US Dept. of Agriculture

An annual federal flooding report found Charleston’s high-tide flooding is increasing at an alarming rate. The report comes as the city prepares for its decennial comprehensive plan, which is being billed as its first development and priority blueprint with climate change as the central focus.

“The report is very clear: Charleston is in trouble,” Coastal Conservation League’s Betsy La Force told Statehouse Report, the City Paper‘s sister publication. “If we look at the data and continue to ignore it the issue will only get worse. It’s scientific. It’s not political. It proves to the public and political leaders that climate change impacts are happening now … We have to be realistic and plan accordingly.”

The National Oceanic and Atmospheric Administration report included high-tide flooding (HTF) data from Charleston and Myrtle Beach. Charleston was mentioned in graphs and mentioned 21 times in the report.

Charleston saw 13 HTF events in 2019 but is projected to see only four to seven flooding events this year.

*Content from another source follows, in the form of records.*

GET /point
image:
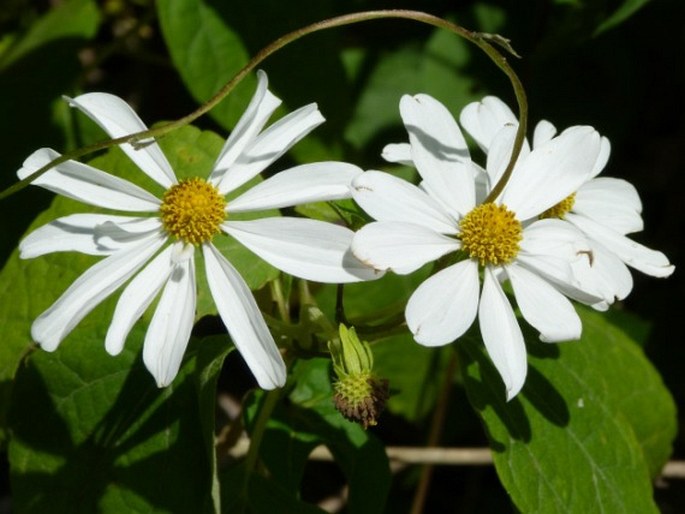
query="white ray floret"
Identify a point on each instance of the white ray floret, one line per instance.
(155, 253)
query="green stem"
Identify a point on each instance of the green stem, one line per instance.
(267, 408)
(479, 39)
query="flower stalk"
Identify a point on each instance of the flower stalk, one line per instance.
(481, 40)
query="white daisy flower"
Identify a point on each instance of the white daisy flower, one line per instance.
(605, 209)
(504, 239)
(156, 252)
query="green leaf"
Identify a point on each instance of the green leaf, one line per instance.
(93, 433)
(70, 19)
(262, 496)
(588, 427)
(413, 373)
(625, 11)
(207, 54)
(31, 286)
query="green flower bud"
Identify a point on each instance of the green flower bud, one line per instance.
(360, 396)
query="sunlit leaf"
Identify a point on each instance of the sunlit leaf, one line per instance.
(591, 423)
(93, 433)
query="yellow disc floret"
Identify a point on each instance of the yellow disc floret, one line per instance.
(561, 209)
(192, 211)
(491, 233)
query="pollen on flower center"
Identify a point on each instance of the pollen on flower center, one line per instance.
(491, 233)
(561, 209)
(192, 210)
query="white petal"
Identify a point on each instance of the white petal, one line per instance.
(399, 153)
(316, 182)
(87, 184)
(612, 202)
(169, 331)
(244, 322)
(551, 172)
(559, 252)
(117, 118)
(635, 255)
(502, 334)
(87, 291)
(261, 107)
(439, 152)
(401, 247)
(543, 306)
(136, 298)
(306, 248)
(92, 234)
(500, 154)
(444, 306)
(606, 274)
(270, 145)
(388, 198)
(482, 120)
(602, 158)
(544, 131)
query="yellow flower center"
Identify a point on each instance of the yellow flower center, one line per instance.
(192, 211)
(491, 234)
(561, 209)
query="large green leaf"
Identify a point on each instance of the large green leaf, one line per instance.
(414, 373)
(591, 423)
(210, 41)
(310, 419)
(92, 433)
(207, 54)
(435, 68)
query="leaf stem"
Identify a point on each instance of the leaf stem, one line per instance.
(481, 40)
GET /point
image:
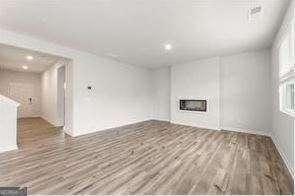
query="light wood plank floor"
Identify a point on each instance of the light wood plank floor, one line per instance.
(151, 157)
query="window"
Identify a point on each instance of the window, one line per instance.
(287, 71)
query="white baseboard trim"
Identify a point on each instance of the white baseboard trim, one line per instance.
(257, 132)
(8, 148)
(283, 155)
(201, 127)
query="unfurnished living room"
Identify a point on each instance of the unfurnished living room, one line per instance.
(147, 97)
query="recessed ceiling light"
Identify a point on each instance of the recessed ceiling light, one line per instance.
(30, 57)
(168, 46)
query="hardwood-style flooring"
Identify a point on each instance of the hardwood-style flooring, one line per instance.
(151, 157)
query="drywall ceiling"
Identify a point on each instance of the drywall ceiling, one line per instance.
(135, 31)
(13, 58)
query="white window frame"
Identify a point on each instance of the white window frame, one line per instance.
(288, 77)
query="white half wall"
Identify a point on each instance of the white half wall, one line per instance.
(28, 86)
(245, 92)
(161, 98)
(282, 124)
(196, 80)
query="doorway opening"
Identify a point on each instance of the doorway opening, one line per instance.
(41, 83)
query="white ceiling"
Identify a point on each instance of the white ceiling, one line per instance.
(135, 31)
(13, 58)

Myrtle Beach’s Springmaid Pier had 11 flooding events in 2019 but is projected to see only two to six this year. Charleston could experience up to 90 high-tide flooding events by 2050, the report said. Myrtle Beach could see up to 75.

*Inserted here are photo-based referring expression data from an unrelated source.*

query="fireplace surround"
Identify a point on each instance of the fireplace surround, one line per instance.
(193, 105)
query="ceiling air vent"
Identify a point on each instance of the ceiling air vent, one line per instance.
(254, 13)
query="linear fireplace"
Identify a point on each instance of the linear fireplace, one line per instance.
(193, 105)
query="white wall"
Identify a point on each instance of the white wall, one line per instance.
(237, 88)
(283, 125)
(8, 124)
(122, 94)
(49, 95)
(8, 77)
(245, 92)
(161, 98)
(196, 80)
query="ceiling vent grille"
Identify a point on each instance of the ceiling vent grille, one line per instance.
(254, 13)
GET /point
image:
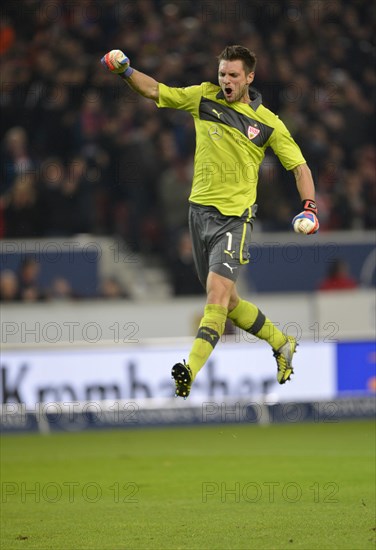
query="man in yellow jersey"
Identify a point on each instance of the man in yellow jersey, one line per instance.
(233, 129)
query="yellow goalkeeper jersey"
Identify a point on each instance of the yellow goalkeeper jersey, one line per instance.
(231, 139)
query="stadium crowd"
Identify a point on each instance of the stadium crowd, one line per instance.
(81, 153)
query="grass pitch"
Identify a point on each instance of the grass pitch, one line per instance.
(292, 486)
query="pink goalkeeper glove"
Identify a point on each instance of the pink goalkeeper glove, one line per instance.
(118, 63)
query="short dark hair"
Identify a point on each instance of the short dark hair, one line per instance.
(232, 53)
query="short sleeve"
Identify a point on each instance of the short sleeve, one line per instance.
(285, 147)
(185, 99)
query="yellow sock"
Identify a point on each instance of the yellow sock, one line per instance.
(210, 330)
(248, 317)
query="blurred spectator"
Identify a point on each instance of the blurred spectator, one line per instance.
(8, 286)
(119, 163)
(28, 281)
(111, 288)
(21, 211)
(338, 277)
(60, 290)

The increase in high-tide flooding along the Atlantic and Gulf coasts since 2000 has been “extraordinary,” according to the report, which found that the frequency of flooding in some cities growing five-fold during that time. Charleston is among those cities with a 500 percent increase in HTF in that time.

Charleston is more susceptible to anthropogenic climate change than Myrtle Beach because of its unique positioning along the coast, La Force said. Like other coastal cities dealing with an increase in flooding events, Charleston is surrounded by water and marshways with no buffering beaches, like the Grand Strand, she said.

“In order to be resilient in the face of sea level rise and an uncertain future we have to make bold choices in development,” La Force said. “There’s still lots of growth coming to Charleston. We have to think about how we are going to manage growth without exacerbating flooding. The report is another reason to implement the studies and plans we’ve been doing for decades. At this point it’s undeniable.”

She said much of that can be addressed in the ongoing comprehensive plan the city is discussing now.

Charleston Planning Director Jacob Lindsey said the city has retained consultants from the city’s Dutch Dialogues and has already begun discussions with residents, which are continuing online.

“For the first time ever, we are focusing on our comprehensive planning efforts on climate change, sea-level rise and flooding,” Lindsey said. “It’s framing our whole discussion … It’s clear that if our city is going to prosper and thrive in the future, we are going to have to address this issue now.”

Lindsey said consultants have begun analyzing flooding issues so that data can be produced for decisions in the planning process. Meanwhile, the department is working with communities to hear from residents and gather concerns.

High-tide flooding affects many communities in coastal cities, but black neighborhoods are usually most at risk, according to national analyses. The comprehensive plan will also address how climate change has negatively impacted historically black neighborhoods amid the city’s rapid gentrification and development’s impact. Lindsey said a consultant has been reviewing that issue, which he called a priority.